His mother’s bottom lip was trembling as she turned back to John. He thought, oddly, that she had been upset by Mr. Finney’s language.

He asked, “Where’s Dad?” Richard was the one who took care of things, cleaned up the messes. “Mom?” John asked. “Where is he?”

Her throat worked, and she reached out, taking his hand. “Listen to me,” she said, urgent. “They’re going to come back any minute and take you to jail. We only have a few seconds.”

“Mom-”

“Don’t talk,” she said, squeezing his hand. “Listen.”

He nodded.

“Don’t say anything to the police. Don’t even tell them your name. Don’t tell them where you were that night, don’t tell them what you had for dinner.”

“Mom-”

“Shush, Jonathan,” she ordered, pressing her fingers to his lips. “Don’t talk to anyone in jail. No one is your friend in there. They’re all looking out for themselves and you should, too. Don’t say anything on the phone because they tape the conversations. There are snitches everywhere.”

Snitches, John thought. Where had his mother heard that word? How did she know about any of this? She wouldn’t even watch Kojak because she thought it was too violent.

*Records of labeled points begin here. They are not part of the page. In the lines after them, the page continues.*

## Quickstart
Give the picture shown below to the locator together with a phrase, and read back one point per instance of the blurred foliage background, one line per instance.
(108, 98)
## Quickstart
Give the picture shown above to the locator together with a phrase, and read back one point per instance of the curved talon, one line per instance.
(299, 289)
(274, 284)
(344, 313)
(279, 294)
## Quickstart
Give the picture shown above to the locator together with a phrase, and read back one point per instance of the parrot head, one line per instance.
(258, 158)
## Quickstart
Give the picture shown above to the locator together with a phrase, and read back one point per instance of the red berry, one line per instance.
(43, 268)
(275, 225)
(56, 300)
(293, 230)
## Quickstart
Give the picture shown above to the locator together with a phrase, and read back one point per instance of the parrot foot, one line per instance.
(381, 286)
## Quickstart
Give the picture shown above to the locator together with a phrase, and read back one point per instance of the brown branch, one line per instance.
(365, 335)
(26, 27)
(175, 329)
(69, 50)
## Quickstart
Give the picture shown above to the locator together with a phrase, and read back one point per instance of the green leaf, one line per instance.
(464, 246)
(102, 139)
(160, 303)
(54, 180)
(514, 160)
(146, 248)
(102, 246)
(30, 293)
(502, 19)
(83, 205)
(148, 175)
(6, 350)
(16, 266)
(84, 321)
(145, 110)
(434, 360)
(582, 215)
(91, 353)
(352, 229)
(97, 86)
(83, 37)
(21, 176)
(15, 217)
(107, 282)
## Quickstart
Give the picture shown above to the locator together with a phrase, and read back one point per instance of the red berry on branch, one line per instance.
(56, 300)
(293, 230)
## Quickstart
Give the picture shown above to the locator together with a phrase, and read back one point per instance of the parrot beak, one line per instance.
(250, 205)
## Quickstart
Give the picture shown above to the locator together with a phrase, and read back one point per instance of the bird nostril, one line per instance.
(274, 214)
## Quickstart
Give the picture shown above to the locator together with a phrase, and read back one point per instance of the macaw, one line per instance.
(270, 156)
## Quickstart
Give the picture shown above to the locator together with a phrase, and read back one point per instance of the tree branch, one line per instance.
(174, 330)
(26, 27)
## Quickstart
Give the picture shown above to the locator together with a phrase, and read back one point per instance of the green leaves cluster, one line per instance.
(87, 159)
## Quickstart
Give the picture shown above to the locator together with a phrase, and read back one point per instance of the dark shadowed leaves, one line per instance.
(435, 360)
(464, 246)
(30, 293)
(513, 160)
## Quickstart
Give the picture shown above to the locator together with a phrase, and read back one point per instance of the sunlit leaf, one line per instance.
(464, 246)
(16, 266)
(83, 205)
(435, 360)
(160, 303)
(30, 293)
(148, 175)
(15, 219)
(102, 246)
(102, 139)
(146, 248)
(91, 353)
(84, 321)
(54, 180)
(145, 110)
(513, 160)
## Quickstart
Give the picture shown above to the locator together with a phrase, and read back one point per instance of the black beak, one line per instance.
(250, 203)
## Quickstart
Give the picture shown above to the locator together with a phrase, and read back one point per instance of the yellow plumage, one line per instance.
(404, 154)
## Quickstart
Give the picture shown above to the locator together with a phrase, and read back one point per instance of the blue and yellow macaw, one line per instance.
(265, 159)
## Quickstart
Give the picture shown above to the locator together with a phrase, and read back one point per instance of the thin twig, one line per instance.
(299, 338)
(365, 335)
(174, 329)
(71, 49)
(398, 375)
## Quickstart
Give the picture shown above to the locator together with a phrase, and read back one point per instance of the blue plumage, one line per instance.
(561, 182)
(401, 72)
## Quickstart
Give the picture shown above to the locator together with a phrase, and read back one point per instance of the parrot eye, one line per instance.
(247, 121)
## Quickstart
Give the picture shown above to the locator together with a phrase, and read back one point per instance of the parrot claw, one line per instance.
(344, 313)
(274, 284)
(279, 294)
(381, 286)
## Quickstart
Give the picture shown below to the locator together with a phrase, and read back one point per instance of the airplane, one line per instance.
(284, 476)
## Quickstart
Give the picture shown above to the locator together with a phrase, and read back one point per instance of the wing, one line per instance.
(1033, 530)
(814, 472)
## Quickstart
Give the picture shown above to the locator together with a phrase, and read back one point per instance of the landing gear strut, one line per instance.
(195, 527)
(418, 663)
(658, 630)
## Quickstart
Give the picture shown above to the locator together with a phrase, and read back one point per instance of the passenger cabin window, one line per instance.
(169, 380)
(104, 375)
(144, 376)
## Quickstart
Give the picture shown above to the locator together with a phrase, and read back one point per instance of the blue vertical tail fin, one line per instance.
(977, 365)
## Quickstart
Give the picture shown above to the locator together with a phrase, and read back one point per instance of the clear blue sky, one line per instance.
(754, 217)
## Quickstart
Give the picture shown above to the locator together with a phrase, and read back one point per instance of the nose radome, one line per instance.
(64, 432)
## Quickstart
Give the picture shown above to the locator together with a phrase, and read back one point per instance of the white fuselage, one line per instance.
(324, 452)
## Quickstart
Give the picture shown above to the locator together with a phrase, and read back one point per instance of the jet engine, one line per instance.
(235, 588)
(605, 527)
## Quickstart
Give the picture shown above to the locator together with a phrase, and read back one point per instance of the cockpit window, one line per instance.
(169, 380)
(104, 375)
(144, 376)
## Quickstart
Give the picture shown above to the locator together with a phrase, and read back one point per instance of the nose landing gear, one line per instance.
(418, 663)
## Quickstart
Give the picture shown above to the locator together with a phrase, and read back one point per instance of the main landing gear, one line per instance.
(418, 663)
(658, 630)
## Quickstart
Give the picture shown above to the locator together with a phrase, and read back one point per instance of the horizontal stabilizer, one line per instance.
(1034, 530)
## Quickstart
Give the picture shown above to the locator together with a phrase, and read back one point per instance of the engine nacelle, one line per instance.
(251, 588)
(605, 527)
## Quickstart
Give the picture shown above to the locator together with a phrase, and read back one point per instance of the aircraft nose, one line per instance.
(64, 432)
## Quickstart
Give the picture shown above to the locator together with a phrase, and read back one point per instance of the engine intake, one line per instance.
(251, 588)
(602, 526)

“I want you to promise me, John,” she insisted. “Promise me that you will not talk to anyone until your aunt Lydia shows up.”

Aunt Lydia. Barry’s wife. She was a lawyer.

“John?” she prompted. “Do you promise? Not a word? Don’t even talk about the weather. Do you understand me? This is the most important thing I have ever told you to do and you must obey me. Do not talk to anyone. Do you hear me?”

He started crying because she was. “Yes, Mama.”